Minnesota Supercomputing Institute, Minneapolis, MN, USA.
Proteomics. 2013 Apr;13(8):1352-7. doi: 10.1002/pmic.201200352. Epub 2013 Mar 15.
Large databases (>10(6) sequences) used in metaproteomic and proteogenomic studies present challenges in matching peptide sequences to MS/MS data using database-search programs. Most notably, strict filtering to avoid false-positive matches leads to more false negatives, thus constraining the number of peptide matches. To address this challenge, we developed a two-step method wherein matches derived from a primary search against a large database were used to create a smaller subset database. The second search was performed against a target-decoy version of this subset database merged with a host database. High confidence peptide sequence matches were then used to infer protein identities. Applying our two-step method for both metaproteomic and proteogenomic analysis resulted in twice the number of high confidence peptide sequence matches in each case, as compared to the conventional one-step method. The two-step method captured almost all of the same peptides matched by the one-step method, with a majority of the additional matches being false negatives from the one-step method. Furthermore, the two-step method improved results regardless of the database search program used. Our results show that our two-step method maximizes the peptide matching sensitivity for applications requiring large databases, especially valuable for proteogenomics and metaproteomics studies.

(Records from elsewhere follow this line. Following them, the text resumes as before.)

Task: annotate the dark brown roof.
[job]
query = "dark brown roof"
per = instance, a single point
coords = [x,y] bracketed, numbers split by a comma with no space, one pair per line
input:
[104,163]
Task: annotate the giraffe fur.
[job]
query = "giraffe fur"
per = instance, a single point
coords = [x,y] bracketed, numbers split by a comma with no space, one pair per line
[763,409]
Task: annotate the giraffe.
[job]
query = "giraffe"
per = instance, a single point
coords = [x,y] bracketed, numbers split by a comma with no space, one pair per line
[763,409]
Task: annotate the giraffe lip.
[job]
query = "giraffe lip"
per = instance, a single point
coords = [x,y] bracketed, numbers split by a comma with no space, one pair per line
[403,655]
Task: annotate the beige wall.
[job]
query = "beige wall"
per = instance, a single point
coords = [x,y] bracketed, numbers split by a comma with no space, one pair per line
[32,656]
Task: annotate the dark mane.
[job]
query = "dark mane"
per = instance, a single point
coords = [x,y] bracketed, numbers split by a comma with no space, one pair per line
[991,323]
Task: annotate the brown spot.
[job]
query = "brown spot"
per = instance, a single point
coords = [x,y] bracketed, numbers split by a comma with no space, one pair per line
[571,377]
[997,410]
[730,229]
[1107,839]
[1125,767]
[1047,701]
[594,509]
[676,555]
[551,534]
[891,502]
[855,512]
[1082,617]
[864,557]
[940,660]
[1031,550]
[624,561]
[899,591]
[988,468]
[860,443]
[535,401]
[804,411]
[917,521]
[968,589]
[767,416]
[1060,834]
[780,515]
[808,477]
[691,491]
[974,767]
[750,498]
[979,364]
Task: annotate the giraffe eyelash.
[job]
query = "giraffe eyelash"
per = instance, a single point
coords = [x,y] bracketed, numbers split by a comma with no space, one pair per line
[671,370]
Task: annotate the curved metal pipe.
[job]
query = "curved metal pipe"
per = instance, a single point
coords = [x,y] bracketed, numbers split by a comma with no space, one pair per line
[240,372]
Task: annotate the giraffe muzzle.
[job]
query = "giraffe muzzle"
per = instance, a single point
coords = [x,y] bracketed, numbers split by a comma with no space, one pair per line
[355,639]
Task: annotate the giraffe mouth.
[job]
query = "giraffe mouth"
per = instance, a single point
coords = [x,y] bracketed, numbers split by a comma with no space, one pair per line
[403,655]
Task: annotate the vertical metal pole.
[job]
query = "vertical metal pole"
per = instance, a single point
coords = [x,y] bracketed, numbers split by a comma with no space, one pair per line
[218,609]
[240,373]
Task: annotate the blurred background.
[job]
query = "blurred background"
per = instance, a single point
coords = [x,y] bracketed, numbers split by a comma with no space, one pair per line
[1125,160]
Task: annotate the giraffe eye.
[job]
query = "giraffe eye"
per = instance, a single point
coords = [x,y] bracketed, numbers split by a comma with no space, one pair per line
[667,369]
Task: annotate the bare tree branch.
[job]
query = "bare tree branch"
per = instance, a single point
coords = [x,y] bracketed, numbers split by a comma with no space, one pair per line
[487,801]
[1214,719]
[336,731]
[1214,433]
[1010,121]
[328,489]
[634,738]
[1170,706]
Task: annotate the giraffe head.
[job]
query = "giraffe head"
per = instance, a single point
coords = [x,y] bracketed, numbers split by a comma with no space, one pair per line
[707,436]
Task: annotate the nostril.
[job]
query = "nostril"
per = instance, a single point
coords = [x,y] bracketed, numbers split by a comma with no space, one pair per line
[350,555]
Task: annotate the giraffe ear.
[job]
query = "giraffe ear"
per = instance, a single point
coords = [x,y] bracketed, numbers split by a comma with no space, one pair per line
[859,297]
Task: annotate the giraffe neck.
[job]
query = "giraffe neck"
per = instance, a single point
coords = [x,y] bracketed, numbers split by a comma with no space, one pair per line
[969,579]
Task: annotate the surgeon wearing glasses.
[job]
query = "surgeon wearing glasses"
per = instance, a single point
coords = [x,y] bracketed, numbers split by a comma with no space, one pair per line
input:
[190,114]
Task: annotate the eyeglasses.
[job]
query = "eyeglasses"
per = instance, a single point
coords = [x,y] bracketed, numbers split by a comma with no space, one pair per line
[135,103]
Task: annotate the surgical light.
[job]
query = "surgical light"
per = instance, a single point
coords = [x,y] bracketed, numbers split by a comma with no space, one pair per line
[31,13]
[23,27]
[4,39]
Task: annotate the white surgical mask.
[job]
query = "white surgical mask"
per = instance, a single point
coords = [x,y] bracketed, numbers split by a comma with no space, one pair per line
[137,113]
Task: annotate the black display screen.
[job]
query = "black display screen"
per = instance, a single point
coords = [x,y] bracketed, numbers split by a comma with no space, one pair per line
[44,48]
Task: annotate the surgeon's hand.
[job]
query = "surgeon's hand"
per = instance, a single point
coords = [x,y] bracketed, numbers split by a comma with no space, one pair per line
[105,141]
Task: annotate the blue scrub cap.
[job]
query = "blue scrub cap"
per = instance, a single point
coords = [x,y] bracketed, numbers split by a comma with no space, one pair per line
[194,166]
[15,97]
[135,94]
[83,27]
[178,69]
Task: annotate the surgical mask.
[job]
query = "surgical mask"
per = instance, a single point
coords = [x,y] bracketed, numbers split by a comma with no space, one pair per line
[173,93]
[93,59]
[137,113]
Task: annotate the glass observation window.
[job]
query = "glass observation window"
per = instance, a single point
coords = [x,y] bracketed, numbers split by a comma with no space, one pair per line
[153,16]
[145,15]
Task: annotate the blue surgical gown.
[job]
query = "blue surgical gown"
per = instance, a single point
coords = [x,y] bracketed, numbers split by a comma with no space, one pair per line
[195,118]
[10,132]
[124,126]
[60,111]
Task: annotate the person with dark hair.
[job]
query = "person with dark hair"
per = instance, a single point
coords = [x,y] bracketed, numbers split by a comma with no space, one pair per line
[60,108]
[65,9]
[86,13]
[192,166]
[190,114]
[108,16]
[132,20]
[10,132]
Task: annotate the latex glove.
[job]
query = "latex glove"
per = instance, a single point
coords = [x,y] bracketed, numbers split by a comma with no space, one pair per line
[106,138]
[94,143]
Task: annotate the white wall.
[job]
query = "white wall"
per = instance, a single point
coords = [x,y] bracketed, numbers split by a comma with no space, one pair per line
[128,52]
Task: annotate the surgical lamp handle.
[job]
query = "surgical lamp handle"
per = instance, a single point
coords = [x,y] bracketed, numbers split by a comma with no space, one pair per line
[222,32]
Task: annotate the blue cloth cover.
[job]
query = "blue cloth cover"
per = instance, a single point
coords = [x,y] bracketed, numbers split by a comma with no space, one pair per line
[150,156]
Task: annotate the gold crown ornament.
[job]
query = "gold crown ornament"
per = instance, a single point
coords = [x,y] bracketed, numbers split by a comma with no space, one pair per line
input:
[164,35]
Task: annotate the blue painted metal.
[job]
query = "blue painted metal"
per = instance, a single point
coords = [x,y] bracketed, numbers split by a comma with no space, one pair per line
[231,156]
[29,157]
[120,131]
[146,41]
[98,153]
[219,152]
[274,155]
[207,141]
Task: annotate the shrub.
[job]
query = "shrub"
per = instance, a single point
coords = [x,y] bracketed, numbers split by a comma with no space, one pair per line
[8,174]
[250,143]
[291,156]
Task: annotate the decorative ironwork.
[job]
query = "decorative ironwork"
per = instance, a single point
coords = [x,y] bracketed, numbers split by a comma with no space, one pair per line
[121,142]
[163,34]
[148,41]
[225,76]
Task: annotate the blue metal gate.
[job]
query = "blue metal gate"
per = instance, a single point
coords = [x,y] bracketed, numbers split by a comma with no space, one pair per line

在代谢组学和蛋白质组学研究中,使用大型数据库(>10(6) 个序列)会对使用数据库搜索程序将肽序列与 MS/MS 数据进行匹配带来挑战。最值得注意的是,为避免假阳性匹配而进行的严格过滤会导致更多的假阴性,从而限制肽匹配的数量。为了解决这个挑战,我们开发了一种两步法,其中来自对大型数据库的初步搜索的匹配项被用于创建较小的子集数据库。第二次搜索是针对该子集数据库的目标诱饵版本与宿主数据库合并进行的。然后,使用高置信度的肽序列匹配来推断蛋白质身份。与传统的一步法相比,我们的两步法应用于代谢组学和蛋白质组学分析,在每种情况下都能获得两倍数量的高置信度肽序列匹配。两步法捕获了与一步法匹配的几乎相同的肽,其中大多数额外的匹配是一步法的假阴性。此外,两步法无论使用哪种数据库搜索程序都能改善结果。我们的结果表明,我们的两步法最大限度地提高了对需要大型数据库的应用的肽匹配灵敏度,这对于蛋白质组学和代谢组学研究特别有价值。